Rapa Nui Ranelagh
2 October – 7 November 2015
Over the last few years, Ry Haskings has presented a number of installations which have utilised the same basic set of ingredients; figurative colour-pencil drawings, colour screen-prints derived from photographic sources, painting, especially geometric abstraction and wall-painting, and building materials and construction techniques that sometimes double as supports for the display of artwork (including ceiling panelling, extruded wall-mounts, extended plinths and steel support poles). Already in this list you get the impression of the interest in a low-key, workaday formality or conventionalism. The works involve and activate this quality in an economical way, which can make them look minimalist, but they never really carry the sense of something ordinary having been elevated — as in purified — or of something profound laid bare. Haskings presents us with generic or functional depictions of the given essentials of certain visual and affective experiences. He stresses the all-round artificiality of artwork by incorporating methodical randomness into its production, by tying his interest in conventionalism to the economy of the work’s manufacture and presentation.
Some of his most successful earlier works concentrate the force of this artificiality into a single point or plane. Like the metres of green, blue and brown diagonal panelling and wall-painting of * Backtrack (AKA Catchfire)* (2009), exhibited at the original Utopian Slumps, or Burros Ballot(2010), whose walled-in construction made the pictorial elements of the work physically difficult to even read. Or the sharp repetition of orange plastic panels that frame morphed colour-grid paintings and doubled-and-overlayed pencil portraits of Refurbishment life coach (2009). There, the contrast between the physical presence of the work and the domestically severe style help generate disorienting effects. With more recent work, like The Thirty Cases of Major Zeman (2012) and his PhD exhibition, Points of Reference (2015), Haskings distributes the attention to artificiality evenly, almost over-cautiously, across the installations. They tend to look like jumbles of highly polished objects, or as though they were assembled by instruction — impressions heightened by the deliberate mis-presentation of a work’s pictorial elements.

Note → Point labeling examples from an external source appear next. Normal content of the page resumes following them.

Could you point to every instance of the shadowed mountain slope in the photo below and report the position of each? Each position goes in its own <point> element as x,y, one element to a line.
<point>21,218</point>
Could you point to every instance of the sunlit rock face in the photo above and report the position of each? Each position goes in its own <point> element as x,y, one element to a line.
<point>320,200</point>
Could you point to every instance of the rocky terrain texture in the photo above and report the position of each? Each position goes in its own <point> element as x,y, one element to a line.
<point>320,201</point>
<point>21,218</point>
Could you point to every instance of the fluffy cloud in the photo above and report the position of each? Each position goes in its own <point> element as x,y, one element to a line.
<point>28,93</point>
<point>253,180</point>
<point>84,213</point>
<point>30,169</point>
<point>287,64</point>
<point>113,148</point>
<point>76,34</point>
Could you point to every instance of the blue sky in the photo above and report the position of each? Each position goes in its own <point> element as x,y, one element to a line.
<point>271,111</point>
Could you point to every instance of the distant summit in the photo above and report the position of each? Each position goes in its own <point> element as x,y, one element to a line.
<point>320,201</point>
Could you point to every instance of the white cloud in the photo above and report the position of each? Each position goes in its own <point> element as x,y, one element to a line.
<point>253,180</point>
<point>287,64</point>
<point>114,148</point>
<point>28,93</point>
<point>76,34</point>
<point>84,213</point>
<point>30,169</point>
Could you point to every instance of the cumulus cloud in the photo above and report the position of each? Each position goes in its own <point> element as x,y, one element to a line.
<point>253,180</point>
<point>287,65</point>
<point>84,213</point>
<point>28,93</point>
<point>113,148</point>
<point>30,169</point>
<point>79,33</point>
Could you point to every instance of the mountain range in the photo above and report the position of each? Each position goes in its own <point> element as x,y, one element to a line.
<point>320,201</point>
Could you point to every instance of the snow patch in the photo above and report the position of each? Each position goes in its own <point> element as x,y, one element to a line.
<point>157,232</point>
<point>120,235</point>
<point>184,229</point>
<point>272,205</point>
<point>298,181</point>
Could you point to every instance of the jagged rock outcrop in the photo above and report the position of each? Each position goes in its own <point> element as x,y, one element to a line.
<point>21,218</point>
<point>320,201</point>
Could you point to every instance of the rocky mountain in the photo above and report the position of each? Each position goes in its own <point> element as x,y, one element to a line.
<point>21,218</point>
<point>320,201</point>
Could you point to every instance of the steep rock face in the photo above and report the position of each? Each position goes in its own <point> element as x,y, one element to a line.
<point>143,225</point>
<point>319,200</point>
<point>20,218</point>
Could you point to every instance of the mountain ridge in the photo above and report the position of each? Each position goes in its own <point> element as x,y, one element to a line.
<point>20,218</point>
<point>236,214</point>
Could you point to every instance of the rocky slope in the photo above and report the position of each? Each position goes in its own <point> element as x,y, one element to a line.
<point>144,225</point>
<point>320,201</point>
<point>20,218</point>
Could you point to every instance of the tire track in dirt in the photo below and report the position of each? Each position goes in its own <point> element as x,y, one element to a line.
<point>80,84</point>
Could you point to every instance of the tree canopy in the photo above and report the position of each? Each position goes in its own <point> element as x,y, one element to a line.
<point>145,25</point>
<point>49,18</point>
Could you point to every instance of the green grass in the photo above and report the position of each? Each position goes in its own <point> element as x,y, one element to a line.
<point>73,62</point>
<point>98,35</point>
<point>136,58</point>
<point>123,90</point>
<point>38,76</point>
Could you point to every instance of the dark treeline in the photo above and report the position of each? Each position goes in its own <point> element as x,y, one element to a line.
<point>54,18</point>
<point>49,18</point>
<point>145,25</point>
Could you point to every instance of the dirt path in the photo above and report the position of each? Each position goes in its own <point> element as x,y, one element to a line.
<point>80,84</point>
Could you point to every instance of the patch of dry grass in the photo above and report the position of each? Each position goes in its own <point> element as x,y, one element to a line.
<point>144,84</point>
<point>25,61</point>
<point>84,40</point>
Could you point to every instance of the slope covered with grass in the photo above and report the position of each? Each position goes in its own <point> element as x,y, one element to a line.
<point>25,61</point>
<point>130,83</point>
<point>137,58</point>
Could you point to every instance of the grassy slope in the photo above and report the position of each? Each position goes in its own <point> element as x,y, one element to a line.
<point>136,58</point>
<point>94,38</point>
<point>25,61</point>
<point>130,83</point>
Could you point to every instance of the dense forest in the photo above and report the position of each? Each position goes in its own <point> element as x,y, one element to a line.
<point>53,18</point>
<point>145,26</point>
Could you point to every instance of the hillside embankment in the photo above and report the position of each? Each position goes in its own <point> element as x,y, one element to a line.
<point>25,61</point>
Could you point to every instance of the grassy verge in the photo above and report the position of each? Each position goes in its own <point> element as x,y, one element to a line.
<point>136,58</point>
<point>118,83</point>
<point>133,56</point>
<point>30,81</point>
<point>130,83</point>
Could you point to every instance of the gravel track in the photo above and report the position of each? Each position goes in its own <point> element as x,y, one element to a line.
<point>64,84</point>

Rapa Nui Ranelagh (2015), exhibited at West Space in October last year, marks a shift towards something softer and more forgiving. The work is based around a perfectly made, over-sized plinth-like table structure, which runs along the entire main wall of the large gallery, and whose seven, unevenly-spaced leg-sections are in keeping with lines drawn by sight from the corrugated concrete ceiling. A second, narrower construction, stands at a right angle to the main piece at the far end of the room. These objects are the display units for a series of images and objects, and this is where the softness comes in: a framed, screen-printed record cover enlargement, hung weirdly from the underside of the smaller of the plinths, shows a 1970s lounge setting. The top half of the sleeve is removed so you can just see the cross-legged poses of band, and the drinks and detritus on the coffee table. A small greyish painting in Constructivist style is hung on another wall-like plinth that extends to the ceiling of the space. This is placed between the two main plinths in a way that makes the painting hard to view, but in an odd or shy, rather than difficult, way. Attached to the base of one of the legs of the main plinth is a washed-orange screen print, taken from a photograph of an old church lectern. And placed on top, leaning against an exposed plumbing line, is a large aluminium panel, which has a broken door-latch fastened to it in its own cut-away section. Rapa Nui Ranelagh seems ready to defer to the empty authority of style and composition, but combines the new approach with the balance between slightness and hulking physical presence of older works. The subtle continuities between the pristine constructions, the images, their uninterpretable content, and the physical features of the gallery space blend together into the one resonant, off-kilter, meaningless moment.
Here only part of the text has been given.